- Date: 13–19 May
- Edition: 4th
- Surface: Hard
- Location: Gwangju, South Korea

Champions

Singles
- Jason Jung

Doubles
- Hsieh Cheng-peng / Christopher Rungkat
| Gwangju Open |

= 2019 Gwangju Open =

The 2019 Gwangju Open was a professional tennis tournament played on hard courts. It was the 4th edition of the tournament which was part of the 2019 ATP Challenger Tour. It took place in Gwangju, South Korea between 13 and 19 May 2019.

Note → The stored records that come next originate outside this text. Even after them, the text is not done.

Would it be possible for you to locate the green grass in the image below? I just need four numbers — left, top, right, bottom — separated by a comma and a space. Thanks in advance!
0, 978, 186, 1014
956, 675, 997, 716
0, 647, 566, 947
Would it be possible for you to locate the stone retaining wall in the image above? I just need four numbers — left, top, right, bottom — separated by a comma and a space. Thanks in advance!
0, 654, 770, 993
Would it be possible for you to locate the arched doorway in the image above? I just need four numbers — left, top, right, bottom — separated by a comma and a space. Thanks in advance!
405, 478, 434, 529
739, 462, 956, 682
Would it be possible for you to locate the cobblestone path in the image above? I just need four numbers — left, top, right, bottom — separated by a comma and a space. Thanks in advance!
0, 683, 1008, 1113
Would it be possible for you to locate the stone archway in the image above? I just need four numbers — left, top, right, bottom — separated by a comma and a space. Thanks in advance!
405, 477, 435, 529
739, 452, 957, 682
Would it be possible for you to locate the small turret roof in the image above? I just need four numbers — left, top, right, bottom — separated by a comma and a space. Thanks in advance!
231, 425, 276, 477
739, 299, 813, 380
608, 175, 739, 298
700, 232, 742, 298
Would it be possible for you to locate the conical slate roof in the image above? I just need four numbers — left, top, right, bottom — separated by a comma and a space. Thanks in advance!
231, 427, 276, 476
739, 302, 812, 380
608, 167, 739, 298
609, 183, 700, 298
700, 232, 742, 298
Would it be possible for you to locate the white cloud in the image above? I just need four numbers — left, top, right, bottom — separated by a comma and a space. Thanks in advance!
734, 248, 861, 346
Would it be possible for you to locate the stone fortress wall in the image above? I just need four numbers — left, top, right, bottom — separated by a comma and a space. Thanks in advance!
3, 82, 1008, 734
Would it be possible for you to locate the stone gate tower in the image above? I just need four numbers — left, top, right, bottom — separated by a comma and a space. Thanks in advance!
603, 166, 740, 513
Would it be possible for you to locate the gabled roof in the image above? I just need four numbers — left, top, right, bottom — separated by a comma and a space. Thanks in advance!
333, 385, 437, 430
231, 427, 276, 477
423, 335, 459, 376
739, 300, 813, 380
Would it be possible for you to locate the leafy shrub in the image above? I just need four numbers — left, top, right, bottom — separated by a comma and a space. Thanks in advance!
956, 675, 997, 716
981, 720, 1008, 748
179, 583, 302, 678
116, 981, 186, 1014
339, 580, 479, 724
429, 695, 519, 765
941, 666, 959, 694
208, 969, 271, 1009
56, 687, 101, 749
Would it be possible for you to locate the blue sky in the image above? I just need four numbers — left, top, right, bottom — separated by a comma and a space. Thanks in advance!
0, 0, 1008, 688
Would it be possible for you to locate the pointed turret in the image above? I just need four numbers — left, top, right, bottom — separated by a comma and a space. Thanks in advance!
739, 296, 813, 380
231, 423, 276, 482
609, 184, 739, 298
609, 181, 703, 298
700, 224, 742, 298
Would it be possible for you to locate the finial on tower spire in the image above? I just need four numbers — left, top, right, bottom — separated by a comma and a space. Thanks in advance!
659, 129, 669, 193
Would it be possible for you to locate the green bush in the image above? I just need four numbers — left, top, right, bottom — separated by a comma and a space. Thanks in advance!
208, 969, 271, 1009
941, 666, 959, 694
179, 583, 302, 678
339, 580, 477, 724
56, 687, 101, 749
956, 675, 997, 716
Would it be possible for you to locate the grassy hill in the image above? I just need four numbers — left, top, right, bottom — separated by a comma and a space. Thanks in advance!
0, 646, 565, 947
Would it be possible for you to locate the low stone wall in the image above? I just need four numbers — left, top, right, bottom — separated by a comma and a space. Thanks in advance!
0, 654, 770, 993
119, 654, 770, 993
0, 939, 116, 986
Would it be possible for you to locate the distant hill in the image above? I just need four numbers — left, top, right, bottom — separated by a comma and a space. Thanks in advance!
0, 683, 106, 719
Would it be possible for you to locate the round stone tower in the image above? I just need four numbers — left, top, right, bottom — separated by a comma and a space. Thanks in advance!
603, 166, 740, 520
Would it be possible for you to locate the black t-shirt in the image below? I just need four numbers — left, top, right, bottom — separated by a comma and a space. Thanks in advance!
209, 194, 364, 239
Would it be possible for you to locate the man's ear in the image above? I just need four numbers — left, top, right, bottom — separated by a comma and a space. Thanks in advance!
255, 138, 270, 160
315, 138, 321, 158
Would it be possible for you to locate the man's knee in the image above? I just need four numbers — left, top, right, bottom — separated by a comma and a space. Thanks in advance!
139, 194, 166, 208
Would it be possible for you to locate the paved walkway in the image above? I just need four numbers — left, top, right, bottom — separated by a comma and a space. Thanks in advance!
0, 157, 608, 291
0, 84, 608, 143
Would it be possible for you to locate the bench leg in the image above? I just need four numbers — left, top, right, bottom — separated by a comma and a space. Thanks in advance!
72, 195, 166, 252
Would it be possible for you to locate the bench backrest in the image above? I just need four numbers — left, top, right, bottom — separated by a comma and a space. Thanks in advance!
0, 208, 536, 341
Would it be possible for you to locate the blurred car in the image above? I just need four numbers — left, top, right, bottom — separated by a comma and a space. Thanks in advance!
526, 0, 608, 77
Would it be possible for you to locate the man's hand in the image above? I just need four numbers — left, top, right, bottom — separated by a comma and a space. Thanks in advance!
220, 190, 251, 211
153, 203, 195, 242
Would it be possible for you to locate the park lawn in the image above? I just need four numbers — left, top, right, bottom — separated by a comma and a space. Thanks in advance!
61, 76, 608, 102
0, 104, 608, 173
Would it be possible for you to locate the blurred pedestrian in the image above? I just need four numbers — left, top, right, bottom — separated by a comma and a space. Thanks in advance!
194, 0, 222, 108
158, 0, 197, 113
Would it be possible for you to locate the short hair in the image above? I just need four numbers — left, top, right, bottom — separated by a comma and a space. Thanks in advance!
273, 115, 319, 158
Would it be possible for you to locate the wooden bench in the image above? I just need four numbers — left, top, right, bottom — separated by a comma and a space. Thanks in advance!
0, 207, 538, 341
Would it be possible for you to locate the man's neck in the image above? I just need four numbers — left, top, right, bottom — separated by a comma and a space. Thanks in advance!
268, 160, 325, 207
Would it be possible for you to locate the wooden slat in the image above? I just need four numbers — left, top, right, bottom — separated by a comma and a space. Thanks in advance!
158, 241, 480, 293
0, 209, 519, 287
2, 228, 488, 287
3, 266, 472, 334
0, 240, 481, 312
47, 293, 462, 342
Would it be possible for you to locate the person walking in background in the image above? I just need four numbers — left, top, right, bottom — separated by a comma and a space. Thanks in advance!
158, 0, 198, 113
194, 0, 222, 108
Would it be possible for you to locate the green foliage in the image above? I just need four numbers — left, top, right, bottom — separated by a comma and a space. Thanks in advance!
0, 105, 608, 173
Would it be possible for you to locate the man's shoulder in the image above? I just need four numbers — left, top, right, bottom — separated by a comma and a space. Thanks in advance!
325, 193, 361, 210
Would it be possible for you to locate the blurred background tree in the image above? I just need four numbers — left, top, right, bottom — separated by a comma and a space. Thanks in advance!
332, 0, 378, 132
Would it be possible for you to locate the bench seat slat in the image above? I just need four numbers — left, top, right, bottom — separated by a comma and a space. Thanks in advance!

==Singles main-draw entrants==

===Seeds===

| Country | Player | Rank^{1} | Seed |
|---|---|---|---|
| LTU | Ričardas Berankis | 95 | 1 |
| UKR | Sergiy Stakhovsky | 114 | 2 |
| CAN | Brayden Schnur | 117 | 3 |
| RUS | Evgeny Donskoy | 128 | 4 |
| TPE | Jason Jung | 129 | 5 |
| KOR | Kwon Soon-woo | 135 | 6 |
| SVK | Lukáš Lacko | 151 | 7 |
| JPN | Tatsuma Ito | 160 | 8 |
| BEL | Ruben Bemelmans | 163 | 9 |
| JPN | Yūichi Sugita | 181 | 10 |
| AUS | Max Purcell | 236 | 11 |
| ISR | Dudi Sela | 239 | 12 |
| CHN | Li Zhe | 243 | 13 |
| JPN | Kaichi Uchida | 245 | 14 |
| KOR | Lee Duck-hee | 247 | 15 |
| IND | Saketh Myneni | 248 | 16 |

- ^{1} Rankings as of 6 May 2019.

===Other entrants===
The following players received wildcards into the singles main draw:
- KOR Hong Seong-chan
- KOR Lee Jea-moon
- KOR Na Jung-woong
- KOR Nam Ji-sung
- KOR Son Ji-hoon

The following players received entry into the singles main draw using their ITF World Tennis Ranking:
- CHN Bai Yan
- JPN Shintaro Imai
- KOR Kim Cheong-eui
- RUS Konstantin Kravchuk
- JPN Rio Noguchi

The following players received entry as alternates:
- JPN Yusuke Takahashi
- CHN Xia Zihao

The following players received entry from the qualifying draw:
- TPE Hsieh Cheng-peng
- KOR Song Min-kyu

==Champions==

===Singles===

- TPE Jason Jung def. ISR Dudi Sela 6–4, 6–2.

===Doubles===

- TPE Hsieh Cheng-peng / INA Christopher Rungkat def. KOR Nam Ji-sung / KOR Song Min-kyu 6–3, 3–6, [10–6].